The board of trustees at the University of North Carolina is under intensifying pressure to grant tenure to Nikole Hannah-Jones, the Pulitzer Prize-winning New York Times Magazine journalist who is scheduled to start as a professor at its journalism school in July.

Ms. Hannah-Jones, who helped create The Times’s 1619 Project, a series that has drawn criticism from conservatives because of its re-examination of slavery in American history, said she was considering legal action after the university’s board did not formally consider the matter of her tenure.

In a statement on Thursday, Ms. Hannah-Jones, who earned a master’s degree from the university’s journalism school in 2003, said she had retained legal counsel to respond to the board’s “failure to consider and approve my application for tenure — despite the recommendation of the faculty, dean, provost and chancellor.” She said she would be represented by the NAACP Legal Defense Fund, Inc., Levy Ratner, P.C., and Ferguson Chambers & Sumter, P.A.

“I had no desire to bring turmoil or a political firestorm to the university that I love,” Ms. Hannah-Jones said in a statement issued by the Legal Defense Fund, “but I am obligated to fight back against a wave of anti-democratic suppression that seeks to prohibit the free exchange of ideas, silence Black voices and chill free speech.”

Joel Curran, vice chancellor for communications at U.N.C.-Chapel Hill, said in a statement: “We can confirm the University has received a letter from attorneys representing Nikole Hannah-Jones. We have no additional comment at this time.”

Ms. Hannah-Jones was named the Knight Chair in Race and Investigative Journalism at U.N.C.’s Hussman School of Journalism and Media, the university announced in April. The university’s board of trustees, which approves tenure for faculty, is governed by a body appointed by the state legislature, which is Republican led.

Ms. Hannah-Jones’s supporters include more than 200 academics and other cultural figures who published a letter in The Root on Tuesday, saying the board had displayed a “failure of courage” in its refusal to grant tenure to Ms. Hannah-Jones, who won a Pulitzer in commentary for her introductory essay to the 1619 Project.

The signers, including the writer Ta-Nehisi Coates, the historian Eric Foner and the filmmaker Ava DuVernay, said the board’s failure to take action was “almost certainly tied to Hannah-Jones’s creation of the 1619 Project.”

On Tuesday, 1,619 U.N.C. alumni and students took out a two-page ad in the The News & Observer of Raleigh, N.C., calling for Ms.

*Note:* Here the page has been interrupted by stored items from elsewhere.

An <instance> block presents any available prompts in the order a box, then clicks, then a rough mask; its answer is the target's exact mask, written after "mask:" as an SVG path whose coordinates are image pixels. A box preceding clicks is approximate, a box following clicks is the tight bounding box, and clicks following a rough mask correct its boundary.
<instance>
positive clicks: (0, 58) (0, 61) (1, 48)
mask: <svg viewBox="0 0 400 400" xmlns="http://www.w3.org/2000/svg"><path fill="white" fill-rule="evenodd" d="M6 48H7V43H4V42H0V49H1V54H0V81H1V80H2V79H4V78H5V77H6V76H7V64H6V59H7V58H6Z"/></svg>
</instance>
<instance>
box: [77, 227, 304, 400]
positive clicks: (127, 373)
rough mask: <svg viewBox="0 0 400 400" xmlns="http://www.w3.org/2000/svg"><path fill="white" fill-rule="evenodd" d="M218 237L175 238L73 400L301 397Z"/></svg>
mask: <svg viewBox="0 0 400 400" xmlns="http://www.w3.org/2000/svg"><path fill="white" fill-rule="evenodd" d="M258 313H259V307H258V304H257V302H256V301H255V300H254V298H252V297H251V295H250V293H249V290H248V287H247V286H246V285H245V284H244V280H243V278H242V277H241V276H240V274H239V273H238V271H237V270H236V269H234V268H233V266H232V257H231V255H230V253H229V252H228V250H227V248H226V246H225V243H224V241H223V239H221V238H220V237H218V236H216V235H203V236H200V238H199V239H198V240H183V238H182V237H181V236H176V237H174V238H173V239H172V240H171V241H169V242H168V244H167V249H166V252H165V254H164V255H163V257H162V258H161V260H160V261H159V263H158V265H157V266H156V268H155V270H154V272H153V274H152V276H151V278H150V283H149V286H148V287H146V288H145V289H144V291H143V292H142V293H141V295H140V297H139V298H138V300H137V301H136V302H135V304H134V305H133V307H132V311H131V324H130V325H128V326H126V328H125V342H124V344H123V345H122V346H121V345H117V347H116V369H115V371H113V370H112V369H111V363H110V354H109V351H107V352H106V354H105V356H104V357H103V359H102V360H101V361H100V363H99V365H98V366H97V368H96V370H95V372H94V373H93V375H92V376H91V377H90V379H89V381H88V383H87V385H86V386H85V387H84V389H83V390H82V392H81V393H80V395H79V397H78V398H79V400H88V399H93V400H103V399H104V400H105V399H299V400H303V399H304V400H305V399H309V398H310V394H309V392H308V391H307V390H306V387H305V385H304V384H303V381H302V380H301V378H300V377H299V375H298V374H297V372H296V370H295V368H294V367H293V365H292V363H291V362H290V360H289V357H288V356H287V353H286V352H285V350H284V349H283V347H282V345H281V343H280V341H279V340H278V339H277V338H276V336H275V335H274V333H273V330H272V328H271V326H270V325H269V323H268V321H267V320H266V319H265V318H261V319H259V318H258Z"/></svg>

Hannah-Jones to be given tenure. Hussman School faculty members published a letter May 19 that was critical the board’s refusal to grant it, saying it “breaks precedent with previous tenured full professor appointments of Knight chairs in our school.”

A Legal Defense Fund spokesperson said in a statement that Ms. Hannah-Jones’s credentials exceeded those of prior Knight chairs. “U.N.C. has unlawfully discriminated against Ms. Hannah-Jones based on the content of her journalism and scholarship and because of her race,” the statement said. “We will fight to ensure that her rights are vindicated.”

The matter of tenure for Ms. Hannah-Jones was brought up in a January board meeting, but the board members did not act on it. Instead, Ms. Hannah-Jones was offered a five-year contract as a professor, with an option for tenure review. Ms. Hannah-Jones said in her statement that tenure had been a condition of her employment.

The 1619 Project, which gets its name from the year that enslaved Africans were brought to the English colony of Virginia, drew early criticism from five prominent historians, as well as from Republican politicians and conservative commentators. The series moved to the center of cultural debate partly because of a 1619 Project curriculum developed by the Pulitzer Center, a series of school lesson plans offered on its website.

The tenure dispute became public this month in a report on the website NC Policy Watch.